Больше недели постукивали на стыках рельсов колеса поезда, увозящего быстро сбившихся в дружную компанию ребят. Как водится, поездка была веселой – продолжением, пусть более скромным, тех застолий, от которых собирались в складывающееся братство те, жаждущие облачиться в солдатскую одежду, и те, лишь послушно исполняющие волю закона о воинской повинности. Уже далеко-далеко от родного Урала, на подступах к тихоокеанскому побережью, все еще в поезде, упал Зайни в обморок. Как определили в медпункте на первой же станции, на которой по твердому настоянию врача оставили новобранца, обморок случился вовсе не от тоски паренька, непривычного к долгой разлуке с матерью, и не от невоздержанности в кругу той компании. Причину можно бы обнаружить, полистав упоминавшуюся «энциклопедию». Дней десять пролежал он на больничной койке – ровно столько, чтоб потом хватило его добраться, нет, не до войсковой части, а назад – домой, где по строгому предписанию, полученному в медпункте дальневосточного поселка, предстояло уже обратиться к тем, кто своеручно предписал службу вообще и во флоте в частности. Впрочем, автору-то этих строк не стоит горячиться с обвинениями. Лучше последовать за Зайни и его отцом, которые уже на следующий день поехали в райцентр, в поликлинику.
Убеленный сединой, благородной внешности врач спокойным голосом, глядя то на отца, то на его питомца, говорил о том, что, хоть и состояние здоровья парнеца – далеко не верх совершенства, но и содержание «энциклопедии» еще не должно быть поводом для паники. Конечно же, увеличение левого желудочка, гастрит, вирус гепатита и прочий энурез – не божья благодать, но и не конец света. Молодой организм, еще развивающийся. При квалифицированном врачебном вмешательстве все можно привести, если даже не в стопроцентную норму, то настолько, что проживешь еще лет до девяноста.
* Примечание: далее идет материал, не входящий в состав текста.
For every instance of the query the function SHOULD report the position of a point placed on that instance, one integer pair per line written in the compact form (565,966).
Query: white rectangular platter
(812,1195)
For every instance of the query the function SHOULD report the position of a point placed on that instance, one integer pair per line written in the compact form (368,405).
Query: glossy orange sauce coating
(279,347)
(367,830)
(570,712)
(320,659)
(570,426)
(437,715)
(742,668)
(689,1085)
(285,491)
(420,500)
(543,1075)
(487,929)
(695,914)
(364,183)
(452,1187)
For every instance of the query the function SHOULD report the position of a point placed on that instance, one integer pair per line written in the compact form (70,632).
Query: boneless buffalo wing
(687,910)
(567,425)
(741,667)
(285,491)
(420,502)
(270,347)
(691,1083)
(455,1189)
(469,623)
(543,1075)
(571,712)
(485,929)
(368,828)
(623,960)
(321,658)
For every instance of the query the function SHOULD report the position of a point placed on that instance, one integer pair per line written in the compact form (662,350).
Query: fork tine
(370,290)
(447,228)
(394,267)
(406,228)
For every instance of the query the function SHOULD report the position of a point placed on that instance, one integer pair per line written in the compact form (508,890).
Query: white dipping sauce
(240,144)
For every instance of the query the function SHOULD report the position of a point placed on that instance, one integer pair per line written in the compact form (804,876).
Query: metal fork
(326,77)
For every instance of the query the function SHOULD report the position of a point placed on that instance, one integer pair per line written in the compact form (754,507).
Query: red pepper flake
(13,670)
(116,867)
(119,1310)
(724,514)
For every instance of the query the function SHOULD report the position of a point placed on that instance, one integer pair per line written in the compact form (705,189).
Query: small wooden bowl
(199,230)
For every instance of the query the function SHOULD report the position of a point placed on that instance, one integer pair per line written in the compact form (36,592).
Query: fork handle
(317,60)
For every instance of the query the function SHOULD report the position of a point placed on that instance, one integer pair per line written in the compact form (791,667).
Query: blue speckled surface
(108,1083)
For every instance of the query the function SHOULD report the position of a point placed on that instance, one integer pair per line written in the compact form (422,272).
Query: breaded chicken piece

Спасибо, доктор, на добром слове. Только вот не подскажете ли, кто из ваших коллег определил парня при таком букете болезней во флот, куда, как известно, берут не всякого, и уж точно, с вирусом гепатита не берут. Гильметдин, вежливо так взяв со стола ту «энциклопедию», раскрыв на нужной странице, тычет пальцем.
– Вот здесь написано: флот и номер команды – 160299.
Неспешно надев очки, доктор посмотрел туда, куда обличающе воткнулся палец, и, подняв глаза, улыбнулся.
– Нет, это не флот. Вы ошибаетесь, любезный.
– А что ж тогда? Флот написано.
– Написано сокращенно, – последовало объяснение, – фл. означает флюорография. А дальше: от 16.02.99. – это дата проведения флюорографии. То, что написано сокращенно да слитно, без точек, – так вы, наверно, уж знаете о наших почерках. Друг друга мы понимаем. В амбулаторную карту, кроме болезней, никакие рода войск, никакие команды не вписываются.
Тут рот нашего героя, растворившись, таковым и остался, навродь как мышцы подбородка ему свело.
Вот такая флотская история случилась.
Но не беда. Ту госпожу по имени Неудача переживут Гильметдин с семейством. Это она, ведьма, столкнула их с проливавшим кровь мешками Нажметдином и членами комиссии, которые, выполняя план, пытались спровадить Зайни на армейскую службу. Не беда. Все переживется. Все перемелется – мука будет. Главное – растет новое поколение. Утверждают, хлипковатое, болезненное. Так ведь и время такое. Но поколение – новое. На смену устаревающему, для которого, если патриотизм, – то, значит, непременно в бой, якобы, за Родину и для Родины. Болезни излечатся. Живы будем – не умрем. И станут Зайни и его сомышленники мир строить. Такой, когда тебе ни Чечня, ни даже стройбат.